L’innocence est d’autant plus difficile à prouver qu’en prison, il est particulièrement compliqué d’avoir accès à des témoins ou des documents probants.
Lorsqu’un éminent professeur japonais, interrogé par la presse, donne son opinion sur le comportement du grand patron franco-libano- brésilien, on s’interroge sur la légitimité du système pénal nippon. Selon ce professeur, a priori impartial, Carlos Ghosn aurait reconnu sa culpabilité en fuyant alors qu’il aurait dû, au contraire, se féliciter de bénéficier, grâce à ses avocats, d’une mansuétude exceptionnelle en obtenant une libération conditionnelle, avant son jugement, ce que la quasi-totalité des détenus japonais en préventive n’obtiennent jamais. Il paraît donc normal à un éminent pénaliste japonais que la règle est la détention préventive et l’exception, la libération. Simplement parce que, dans son pays, c’est toujours comme cela. C’est évidemment le renversement des normes que nous connaissons : tant qu’un prévenu n’est pas déclaré coupable, il est présumé innocent et il faut des circonstances exceptionnelles pour qu’il subisse une période de détention préventive qui, pour nous, doit être aussi courte que possible.
Ce malaise est confirmé par d’autres spécialistes japonais qui disent d’emblée que dans la procédure de leur pays, le prévenu est toujours présumé coupable et qu’il lui appartient de démontrer son innocence. Bien sûr, celle-ci est d’autant plus difficile à prouver qu’en prison, il est particulièrement compliqué d’avoir accès à des témoins ou des documents probants. Cette histoire inachevée est révélatrice de l’importance qu’ont les règles de procédure dans un Etat qui entend garantir les droits de l’homme.

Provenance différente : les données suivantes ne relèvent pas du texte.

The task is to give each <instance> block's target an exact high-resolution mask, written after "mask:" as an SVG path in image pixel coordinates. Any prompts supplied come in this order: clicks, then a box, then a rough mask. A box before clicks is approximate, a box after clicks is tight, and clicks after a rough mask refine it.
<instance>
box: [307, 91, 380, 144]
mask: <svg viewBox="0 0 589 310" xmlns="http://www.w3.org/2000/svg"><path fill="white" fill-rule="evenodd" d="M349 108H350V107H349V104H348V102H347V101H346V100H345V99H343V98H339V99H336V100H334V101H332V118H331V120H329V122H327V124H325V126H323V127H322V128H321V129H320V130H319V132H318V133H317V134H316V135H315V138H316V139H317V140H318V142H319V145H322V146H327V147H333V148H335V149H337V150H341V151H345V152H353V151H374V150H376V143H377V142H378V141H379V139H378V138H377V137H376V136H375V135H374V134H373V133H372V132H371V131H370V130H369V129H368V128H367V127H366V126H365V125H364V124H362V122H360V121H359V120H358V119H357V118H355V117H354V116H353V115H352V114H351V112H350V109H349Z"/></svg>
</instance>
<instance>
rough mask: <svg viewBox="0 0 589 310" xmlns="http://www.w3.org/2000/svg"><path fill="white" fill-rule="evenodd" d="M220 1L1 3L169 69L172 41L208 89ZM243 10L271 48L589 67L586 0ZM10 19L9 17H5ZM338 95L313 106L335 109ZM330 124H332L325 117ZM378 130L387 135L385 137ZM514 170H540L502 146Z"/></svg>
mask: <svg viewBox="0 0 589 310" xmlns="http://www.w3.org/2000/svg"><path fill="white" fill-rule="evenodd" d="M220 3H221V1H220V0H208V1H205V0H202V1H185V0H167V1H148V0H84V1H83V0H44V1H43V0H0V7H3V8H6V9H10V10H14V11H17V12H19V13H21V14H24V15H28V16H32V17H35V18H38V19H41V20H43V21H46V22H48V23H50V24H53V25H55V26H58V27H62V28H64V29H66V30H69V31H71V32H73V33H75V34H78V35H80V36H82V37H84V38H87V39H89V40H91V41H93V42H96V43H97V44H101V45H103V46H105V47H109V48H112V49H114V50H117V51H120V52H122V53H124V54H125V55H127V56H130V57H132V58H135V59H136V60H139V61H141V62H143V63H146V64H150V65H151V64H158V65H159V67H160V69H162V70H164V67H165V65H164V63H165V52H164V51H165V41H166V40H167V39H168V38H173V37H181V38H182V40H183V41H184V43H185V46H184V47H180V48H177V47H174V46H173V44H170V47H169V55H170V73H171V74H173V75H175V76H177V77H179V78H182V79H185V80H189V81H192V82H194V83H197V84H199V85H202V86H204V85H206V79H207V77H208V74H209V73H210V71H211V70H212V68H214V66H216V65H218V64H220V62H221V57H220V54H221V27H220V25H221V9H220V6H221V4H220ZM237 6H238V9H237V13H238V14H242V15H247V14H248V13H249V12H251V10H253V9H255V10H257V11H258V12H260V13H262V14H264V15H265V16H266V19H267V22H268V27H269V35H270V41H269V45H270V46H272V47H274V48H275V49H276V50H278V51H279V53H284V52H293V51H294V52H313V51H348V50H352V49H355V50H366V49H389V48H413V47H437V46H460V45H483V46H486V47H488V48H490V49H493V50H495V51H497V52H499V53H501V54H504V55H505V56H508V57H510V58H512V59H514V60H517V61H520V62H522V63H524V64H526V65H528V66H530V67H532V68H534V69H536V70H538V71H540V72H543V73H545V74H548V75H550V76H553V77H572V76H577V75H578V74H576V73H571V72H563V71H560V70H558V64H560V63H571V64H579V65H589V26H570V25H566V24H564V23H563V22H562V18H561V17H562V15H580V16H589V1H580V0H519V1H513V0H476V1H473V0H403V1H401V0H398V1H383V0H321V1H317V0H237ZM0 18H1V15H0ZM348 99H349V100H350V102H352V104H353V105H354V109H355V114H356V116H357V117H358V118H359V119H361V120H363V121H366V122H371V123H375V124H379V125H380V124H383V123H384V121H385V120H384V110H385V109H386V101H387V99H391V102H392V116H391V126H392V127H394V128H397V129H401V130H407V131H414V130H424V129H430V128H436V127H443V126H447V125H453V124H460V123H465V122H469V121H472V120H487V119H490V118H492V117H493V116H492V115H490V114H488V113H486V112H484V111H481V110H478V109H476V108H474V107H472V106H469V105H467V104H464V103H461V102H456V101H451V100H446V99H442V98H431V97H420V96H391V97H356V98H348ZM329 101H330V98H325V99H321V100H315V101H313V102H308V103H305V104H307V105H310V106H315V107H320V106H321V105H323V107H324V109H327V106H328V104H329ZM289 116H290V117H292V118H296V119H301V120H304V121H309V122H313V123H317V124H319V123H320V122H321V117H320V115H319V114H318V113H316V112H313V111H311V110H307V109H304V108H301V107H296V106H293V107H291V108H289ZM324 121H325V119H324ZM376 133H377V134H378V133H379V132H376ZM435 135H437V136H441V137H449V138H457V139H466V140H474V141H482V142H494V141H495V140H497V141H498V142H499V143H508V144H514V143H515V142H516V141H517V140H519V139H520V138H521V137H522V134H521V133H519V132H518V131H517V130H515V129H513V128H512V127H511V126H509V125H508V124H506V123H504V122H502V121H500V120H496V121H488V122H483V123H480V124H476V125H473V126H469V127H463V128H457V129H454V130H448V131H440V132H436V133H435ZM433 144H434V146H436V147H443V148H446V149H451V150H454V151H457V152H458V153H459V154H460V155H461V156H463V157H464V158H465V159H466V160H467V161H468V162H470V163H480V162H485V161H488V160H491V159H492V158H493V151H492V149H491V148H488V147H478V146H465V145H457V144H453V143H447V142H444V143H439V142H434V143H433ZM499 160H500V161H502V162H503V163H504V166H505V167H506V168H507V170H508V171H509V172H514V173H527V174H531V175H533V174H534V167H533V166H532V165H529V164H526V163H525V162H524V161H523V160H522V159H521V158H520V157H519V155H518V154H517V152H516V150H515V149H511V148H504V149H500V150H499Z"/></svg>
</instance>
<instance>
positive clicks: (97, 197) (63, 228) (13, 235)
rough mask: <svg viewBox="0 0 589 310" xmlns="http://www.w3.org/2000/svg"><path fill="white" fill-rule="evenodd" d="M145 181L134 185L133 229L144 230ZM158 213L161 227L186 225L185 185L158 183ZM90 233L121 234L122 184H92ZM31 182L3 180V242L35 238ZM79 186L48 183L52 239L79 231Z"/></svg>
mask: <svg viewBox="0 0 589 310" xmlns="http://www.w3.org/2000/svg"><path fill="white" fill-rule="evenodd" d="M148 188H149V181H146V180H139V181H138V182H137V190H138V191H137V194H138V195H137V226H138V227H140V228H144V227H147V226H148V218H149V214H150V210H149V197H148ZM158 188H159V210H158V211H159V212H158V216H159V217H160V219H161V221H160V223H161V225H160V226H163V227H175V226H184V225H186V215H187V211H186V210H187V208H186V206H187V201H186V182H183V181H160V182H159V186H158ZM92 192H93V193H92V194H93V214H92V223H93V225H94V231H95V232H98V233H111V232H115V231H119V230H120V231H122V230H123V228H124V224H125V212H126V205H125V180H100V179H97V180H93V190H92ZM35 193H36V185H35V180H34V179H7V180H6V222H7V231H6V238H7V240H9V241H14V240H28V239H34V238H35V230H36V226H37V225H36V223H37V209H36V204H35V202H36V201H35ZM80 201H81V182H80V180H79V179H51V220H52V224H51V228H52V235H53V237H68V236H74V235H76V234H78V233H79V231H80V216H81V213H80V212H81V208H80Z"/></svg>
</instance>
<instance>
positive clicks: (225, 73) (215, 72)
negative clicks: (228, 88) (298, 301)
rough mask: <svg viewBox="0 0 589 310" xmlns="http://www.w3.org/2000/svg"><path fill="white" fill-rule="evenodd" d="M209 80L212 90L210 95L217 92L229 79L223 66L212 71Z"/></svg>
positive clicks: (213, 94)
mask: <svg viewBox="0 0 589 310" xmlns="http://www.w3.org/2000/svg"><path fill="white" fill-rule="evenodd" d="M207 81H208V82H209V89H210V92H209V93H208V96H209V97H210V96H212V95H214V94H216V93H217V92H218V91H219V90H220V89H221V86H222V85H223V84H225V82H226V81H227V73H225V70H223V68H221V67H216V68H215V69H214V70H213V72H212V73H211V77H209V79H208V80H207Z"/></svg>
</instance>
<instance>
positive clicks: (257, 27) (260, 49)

On ne doute pas que le Japon est un Etat démocratique, où sont organisées des élections libres et qui protège les libertés fondamentales. C’est aussi un Etat réputé pour sa criminalité très faible, sans qu’il y ait davantage de comportements interdits que dans la plupart des Etats civilisés.
Mais ce qui caractérise le respect des droits de l’homme, c’est – bien plus que la liste des infractions édictées par le Code pénal – le respect accordé aux droits de la défense : la possibilité de faire valoir effectivement ses arguments, de bénéficier d’une réelle présomption d’innocence et l’obligation des autorités de faire la preuve de tous les éléments constitutifs des infractions. Lorsque tout cela n’est pas présent, on peut commencer à comprendre ce que dit Carlos Ghosn, qu’il ” n’a pas fui la justice mais fui l’injustice “.